Bref, je sonne à la porte du subconscient -prête à dégainer mon spitch à Madame S. -et là ! Surprise totale : ma psy est en réalité la femme au poireau velu du métro ! Ma psy est une maîtresse femme : l’angoisse ! Ça commence très mal si j’angoisse dès le seuil de sa porte. Une thérapie c’est pas sensé vous désangoisser normalement ?
Tout ce que je trouve à dire c’est :
« Heu… Encore vous… ? »
Alors forcément, elle répond :
« C’est-à-dire ? »
Gloups. Mauvais départ. Madame S. me déteste déjà parce que je l’ai percée à jour. Si seulement je pouvais arrêter de fixer son poireau, tout irait mieux. Mais c’est impossible, ce truc est comme un panneau de signalisation indiquant « FOCALISE ! FOCALISE FORT ! », comme un ongle à moitié arraché qui réclame qu’on l’achève !
Bon, finalement j’ai quand même réussi à rentrer. J’ai contourné son poireau et me suis affalée sur le canapé.
Je ne sais pas si vous êtes déjà allé voir un psy, mais je peux vous dire que c’est très perturbant. Par exemple, vous êtes en train de lui raconter une anecdote honteuse sur votre famille, vous brodez un peu, histoire de rendre tout ça intéressant, et après tout le mal que vous vous donnez pour ne pas être ennuyeuse, Madame S. ne note rien dans son cahier. Pas une ligne, pas un mot, RIEN ! Vous n’êtes pas assez complexe pour que madame la thérapeute l’inscrive noir sur blanc dans ses archives. Et le pire c’est quand elle daigne enfin prendre des notes, par contraste avec l’ignorance précédente, ça devient trrrès inquiétant. Vous vous dites que c’est hyper grave pour que ça mérite d’être écrit dans LE cahier bleu à spirales. Le plus souvent, c’est sur une phrase banale que la psy se réveille, genre « J’ai la phobie du métal, je ne peux pas toucher les clefs » ou « J’aurais voulu un plus gros cadeau à noël mais je n’ai eu qu’une bd. Personne ne m’aime… »
Bref ! Qu’elle note ou qu’elle note pas, la psy est effrayante ! J’avais pris l’habitude de lui dire « Notez ça, c’est pas mal » ; j’essayais même de la piéger en lui reparlant de nos premières séances, pour être sûre qu’elle suive.
Et un jour, elle m’a rejetée.
J’étais en train de lui parler de mon cancer de l’oeil quand elle m’a annoncé qu’elle prenait sa retraite et qu’il était temps que je vole de mes propres ailes.

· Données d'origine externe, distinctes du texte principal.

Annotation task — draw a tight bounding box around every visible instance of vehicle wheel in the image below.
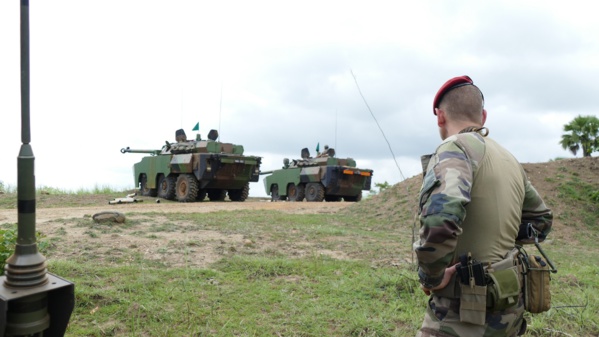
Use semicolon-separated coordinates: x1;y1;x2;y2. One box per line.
287;183;305;201
343;192;362;202
228;183;250;201
176;173;199;202
139;174;158;197
270;185;286;201
196;189;206;201
208;189;227;201
158;175;177;200
306;183;324;201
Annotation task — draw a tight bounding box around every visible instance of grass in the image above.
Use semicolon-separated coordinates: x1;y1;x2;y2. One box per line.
0;161;599;337
51;256;424;336
31;211;599;336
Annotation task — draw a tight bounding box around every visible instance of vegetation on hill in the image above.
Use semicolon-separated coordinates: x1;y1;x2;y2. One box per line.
0;158;599;337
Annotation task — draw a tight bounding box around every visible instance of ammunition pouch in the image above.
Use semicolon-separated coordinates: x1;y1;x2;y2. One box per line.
487;266;522;311
517;245;557;314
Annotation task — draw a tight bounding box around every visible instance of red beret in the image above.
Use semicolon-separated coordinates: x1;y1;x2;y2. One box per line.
433;75;474;115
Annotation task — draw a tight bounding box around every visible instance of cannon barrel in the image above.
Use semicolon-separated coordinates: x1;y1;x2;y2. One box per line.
260;170;274;175
121;146;162;155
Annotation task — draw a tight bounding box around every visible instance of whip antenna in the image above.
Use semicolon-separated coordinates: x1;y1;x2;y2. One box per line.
350;69;406;180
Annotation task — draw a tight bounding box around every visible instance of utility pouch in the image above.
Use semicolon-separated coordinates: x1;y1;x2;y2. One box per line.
524;255;551;314
457;253;487;325
487;266;522;311
460;283;487;325
518;243;557;314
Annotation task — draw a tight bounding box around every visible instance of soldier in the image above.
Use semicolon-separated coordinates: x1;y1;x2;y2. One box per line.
414;76;553;336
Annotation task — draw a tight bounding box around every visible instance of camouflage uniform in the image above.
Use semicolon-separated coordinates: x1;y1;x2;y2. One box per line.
414;128;553;336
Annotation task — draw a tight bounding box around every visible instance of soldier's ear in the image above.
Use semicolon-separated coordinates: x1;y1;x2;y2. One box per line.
480;109;487;126
435;108;447;127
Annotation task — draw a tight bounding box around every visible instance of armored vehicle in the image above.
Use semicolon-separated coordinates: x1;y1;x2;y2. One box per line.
121;129;261;202
260;146;373;201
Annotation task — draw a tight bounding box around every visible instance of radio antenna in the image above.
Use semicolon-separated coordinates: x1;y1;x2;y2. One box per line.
350;69;406;180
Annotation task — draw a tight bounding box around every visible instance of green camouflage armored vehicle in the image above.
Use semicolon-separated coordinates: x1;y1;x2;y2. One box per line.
260;146;373;201
121;129;261;202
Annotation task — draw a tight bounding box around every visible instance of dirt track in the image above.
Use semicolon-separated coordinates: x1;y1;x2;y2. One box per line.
0;200;354;223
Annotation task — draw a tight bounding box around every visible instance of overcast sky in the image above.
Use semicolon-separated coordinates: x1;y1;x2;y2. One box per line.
0;0;599;196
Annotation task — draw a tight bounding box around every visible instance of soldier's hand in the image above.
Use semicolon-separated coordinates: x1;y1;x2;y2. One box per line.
420;264;457;296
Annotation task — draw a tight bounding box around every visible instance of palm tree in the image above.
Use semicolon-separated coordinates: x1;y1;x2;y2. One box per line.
560;115;599;157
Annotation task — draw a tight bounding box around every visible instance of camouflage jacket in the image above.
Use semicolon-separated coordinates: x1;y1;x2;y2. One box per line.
414;132;553;288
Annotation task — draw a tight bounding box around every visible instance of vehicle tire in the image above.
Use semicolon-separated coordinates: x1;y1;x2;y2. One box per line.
196;189;206;201
270;185;286;201
208;189;227;201
227;183;250;201
343;192;362;202
287;183;305;201
158;175;177;200
176;173;199;202
306;183;324;202
139;174;158;197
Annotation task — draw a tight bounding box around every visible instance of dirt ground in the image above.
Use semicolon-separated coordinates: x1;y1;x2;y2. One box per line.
0;158;599;267
0;198;353;268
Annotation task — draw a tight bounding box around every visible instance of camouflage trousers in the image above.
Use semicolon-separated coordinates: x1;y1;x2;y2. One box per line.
416;295;526;337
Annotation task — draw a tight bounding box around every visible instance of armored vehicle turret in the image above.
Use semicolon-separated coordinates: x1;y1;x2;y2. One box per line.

« Je ne m’inquiète pas pour vous Lolita, vous trouverez un moyen de transcender votre mal-être dans l’écriture… »
- Quoi ? J’ai un mal-être ?! Et c’est seulement maintenant qu’vous le dites ! Me laissez pas madame, j’peux plus écrire, j’vis à Paris !
-Si si, il le faut… Effacez mon numéro de votre portable et tout ira bien. »
En lui disant au revoir, j’ai failli pleurer, mais il paraît que c’est normal –encore une histoire de fusion.
Depuis, Madame S. et son poireau ont quitté la France. C’est dommage, je l’aimais bien moi son poireau, il m’aidait à me concentrer sur les choses tristes de ma vie… Adios Amigo…
Parfois je me demande si c’est pas de ma faute, si j’ai fait peur à ma psy avec mes histoires de dentiste… Le problème, c’est que maintenant je dois en trouver un autre.
Cette fois-ci c’est décidé, ce sera un homme, et un beau de préférence. Pour faciliter le transfert. Quoi ? Le psy doit faire un contre-transfert sur moi ? L’horreur ! Et si je n’étais pas digne du transfert de mon psy ?!
Pfff… Vive les astrologues, au moins on risque pas de décevoir Jupiter… Tiens, ça doit être cool de fusionner avec Mercure.